Airbnb : une évolution surprenante !

AirBnB by Viaggio Routard(CC BY 2.0)

Le 24 octobre 2018, le tribunal d’instance de Paris a condamné un locataire à restituer au propriétaire les 46 000 € de loyers qu’il avait perçus en sous-louant, réaffirmant les droits du propriétaire sur ses biens.

Par Nafy-Nathalie.

Avoir la pleine propriété d’un bien c’est posséder un droit constitué de 3 éléments, tout à fait dissociables, sur un bien. On a ainsi l’usus (le droit d’user du bien), le fructus (le droit d’en percevoir les fruits) et l’abusus (le droit d’en disposer à sa guise).

Dans cette certaine situation, le propriétaire peut céder temporairement ou de manière permanente un ou plusieurs des 3 éléments qui le constituent. On parle alors de démembrement du droit de propriété. Ainsi par exemple, dans le cadre du viager, on a un propriétaire usufruitier, qui a le droit, jusqu’à son décès, pour résumer grossièrement, d’habiter et de percevoir les loyers du bien, et un nu-propriétaire qui, lui, conserve le droit de céder le bien.

Il y a aussi une autre situation dans laquelle le droit de propriété est démembré de manière évidente mais à laquelle on ne pense pas toujours, c’est la location. Lorsqu’un propriétaire loue son logement, il cède l’usus à un locataire de manière temporaire mais conserve le fructus (le droit de percevoir les loyers) et l’abusus (le droit de vendre le bien).

Quand le locataire sous-loue

Lorsque le locataire sous-loue son logement, il agit comme s’il détenait le fructus du bien alors qu’il ne l’a pas. C’est la raison pour laquelle, l’article 8 de la loi du 6 juillet 1989 qui régit les relations entre les propriétaires et locataires de logements vides ou meublés, indique que la sous-location est interdite, sauf accord écrit du bailleur sur le principe et le montant du loyer de la sous-location, étant précisé que ce loyer ne peut être supérieur à celui du bail principal.

Ce droit du propriétaire d’un bien immobilier d’en percevoir tous les bénéfices est confirmé par ce que l’on appelle le droit d’accession qui résulte des articles 546 et 547 du Code civil. Le locataire qui garderait pour lui les bénéfices qu’il tirerait de la sous-location commettrait donc une faute.

C’est sur ce fondement que sont appuyées les dernières décisions condamnant lourdement des locataires qui sous-louaient leur logement via des plateformes de location temporaire meublée.

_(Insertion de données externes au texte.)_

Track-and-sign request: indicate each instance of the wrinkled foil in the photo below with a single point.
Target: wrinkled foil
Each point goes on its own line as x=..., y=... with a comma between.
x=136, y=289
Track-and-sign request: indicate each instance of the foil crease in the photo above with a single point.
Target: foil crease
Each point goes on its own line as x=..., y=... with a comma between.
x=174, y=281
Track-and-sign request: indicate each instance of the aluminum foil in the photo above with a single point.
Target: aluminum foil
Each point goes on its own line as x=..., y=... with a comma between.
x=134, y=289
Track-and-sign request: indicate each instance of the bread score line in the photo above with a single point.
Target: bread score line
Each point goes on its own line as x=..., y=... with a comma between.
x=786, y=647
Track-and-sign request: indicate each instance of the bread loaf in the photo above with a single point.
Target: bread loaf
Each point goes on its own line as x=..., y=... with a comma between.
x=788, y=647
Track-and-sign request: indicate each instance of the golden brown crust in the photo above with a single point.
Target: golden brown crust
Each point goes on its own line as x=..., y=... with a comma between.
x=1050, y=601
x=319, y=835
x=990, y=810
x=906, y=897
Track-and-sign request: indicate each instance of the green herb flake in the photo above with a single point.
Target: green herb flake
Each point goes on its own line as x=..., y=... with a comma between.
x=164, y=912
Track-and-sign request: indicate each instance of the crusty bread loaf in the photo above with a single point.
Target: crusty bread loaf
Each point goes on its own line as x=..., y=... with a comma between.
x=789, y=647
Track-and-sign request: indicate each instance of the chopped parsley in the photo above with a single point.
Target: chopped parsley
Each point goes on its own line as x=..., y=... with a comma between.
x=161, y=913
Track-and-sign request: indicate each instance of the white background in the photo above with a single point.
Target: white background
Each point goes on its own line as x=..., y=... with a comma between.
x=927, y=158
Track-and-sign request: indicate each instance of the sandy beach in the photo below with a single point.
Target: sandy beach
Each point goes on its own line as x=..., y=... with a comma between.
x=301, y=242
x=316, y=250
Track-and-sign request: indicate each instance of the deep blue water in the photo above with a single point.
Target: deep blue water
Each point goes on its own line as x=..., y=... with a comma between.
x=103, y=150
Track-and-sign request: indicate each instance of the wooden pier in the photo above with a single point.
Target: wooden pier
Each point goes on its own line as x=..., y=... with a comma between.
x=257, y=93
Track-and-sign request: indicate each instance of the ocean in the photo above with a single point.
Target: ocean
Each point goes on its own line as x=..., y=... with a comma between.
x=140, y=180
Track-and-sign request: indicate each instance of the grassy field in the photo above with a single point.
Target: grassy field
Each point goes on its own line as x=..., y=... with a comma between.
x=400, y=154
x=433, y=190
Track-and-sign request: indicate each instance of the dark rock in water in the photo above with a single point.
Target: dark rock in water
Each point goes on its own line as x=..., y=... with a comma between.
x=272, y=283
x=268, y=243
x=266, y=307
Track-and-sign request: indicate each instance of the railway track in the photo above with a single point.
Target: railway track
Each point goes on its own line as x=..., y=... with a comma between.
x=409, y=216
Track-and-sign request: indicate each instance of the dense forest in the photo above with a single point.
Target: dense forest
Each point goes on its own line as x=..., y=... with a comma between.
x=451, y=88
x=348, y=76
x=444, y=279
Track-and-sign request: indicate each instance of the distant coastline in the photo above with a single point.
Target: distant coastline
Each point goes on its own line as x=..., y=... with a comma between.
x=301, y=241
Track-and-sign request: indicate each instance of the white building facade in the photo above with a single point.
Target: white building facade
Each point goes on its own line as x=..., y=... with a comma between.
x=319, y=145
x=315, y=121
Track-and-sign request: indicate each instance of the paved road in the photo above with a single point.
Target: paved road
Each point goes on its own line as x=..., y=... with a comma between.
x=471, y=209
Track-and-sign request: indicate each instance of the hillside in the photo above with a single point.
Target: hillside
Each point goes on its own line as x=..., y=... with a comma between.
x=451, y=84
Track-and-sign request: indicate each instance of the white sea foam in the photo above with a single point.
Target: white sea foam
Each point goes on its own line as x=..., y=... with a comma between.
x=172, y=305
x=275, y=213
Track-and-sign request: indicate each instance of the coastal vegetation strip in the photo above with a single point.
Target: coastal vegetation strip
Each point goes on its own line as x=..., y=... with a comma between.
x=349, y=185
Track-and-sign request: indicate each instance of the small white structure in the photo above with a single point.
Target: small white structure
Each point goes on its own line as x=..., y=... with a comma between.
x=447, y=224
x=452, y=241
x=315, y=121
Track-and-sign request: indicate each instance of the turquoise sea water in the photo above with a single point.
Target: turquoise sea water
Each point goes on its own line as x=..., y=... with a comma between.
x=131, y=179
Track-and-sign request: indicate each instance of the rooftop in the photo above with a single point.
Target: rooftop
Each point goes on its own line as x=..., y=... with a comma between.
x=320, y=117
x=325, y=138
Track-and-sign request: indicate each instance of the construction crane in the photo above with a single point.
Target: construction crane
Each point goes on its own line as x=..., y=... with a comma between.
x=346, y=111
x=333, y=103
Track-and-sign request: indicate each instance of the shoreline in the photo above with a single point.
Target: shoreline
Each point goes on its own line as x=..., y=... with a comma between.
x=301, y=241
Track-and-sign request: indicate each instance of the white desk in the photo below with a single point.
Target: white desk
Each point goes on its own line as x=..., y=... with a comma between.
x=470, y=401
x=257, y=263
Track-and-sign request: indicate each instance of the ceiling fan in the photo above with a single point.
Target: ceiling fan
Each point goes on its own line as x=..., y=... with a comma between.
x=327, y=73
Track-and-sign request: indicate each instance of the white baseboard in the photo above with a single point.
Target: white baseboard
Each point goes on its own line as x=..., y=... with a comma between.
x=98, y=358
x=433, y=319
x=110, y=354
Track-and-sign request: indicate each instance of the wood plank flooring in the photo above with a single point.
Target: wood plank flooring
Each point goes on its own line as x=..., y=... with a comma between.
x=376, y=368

Le propriétaire a gain de cause

Le 5 juin 2018, pour la première fois, le droit d’accession a été invoqué dans un dossier et a servi de fondement pour faire condamner des locataires à rembourser à leur bailleur les loyers qu’ils avaient perçus en sous location (plus de 28 000 €). Le dossier a été plaidé devant la cour d’appel de Paris.

Le 24 octobre 2018, le tribunal d’instance de Paris a confirmé cet argument et a condamné un locataire à restituer au propriétaire les 46 000 € de loyers qu’il avait perçus en sous-louant. Il a ordonné aussi l’expulsion immédiate du locataire. Capital l’évoque comme la plus lourde condamnation infligée à un locataire. C’est vrai.

Ces décisions sont très intéressantes. Le fait d’être pour ou contre la location meublée saisonnière n’entre pas en ligne de compte dans cette perspective. Les juges ont simplement replacé les droits du propriétaire sur ses biens au sein du dispositif et, après toutes les décisions et lois qui les limitent, on a juste envie de crier « enfin ! ».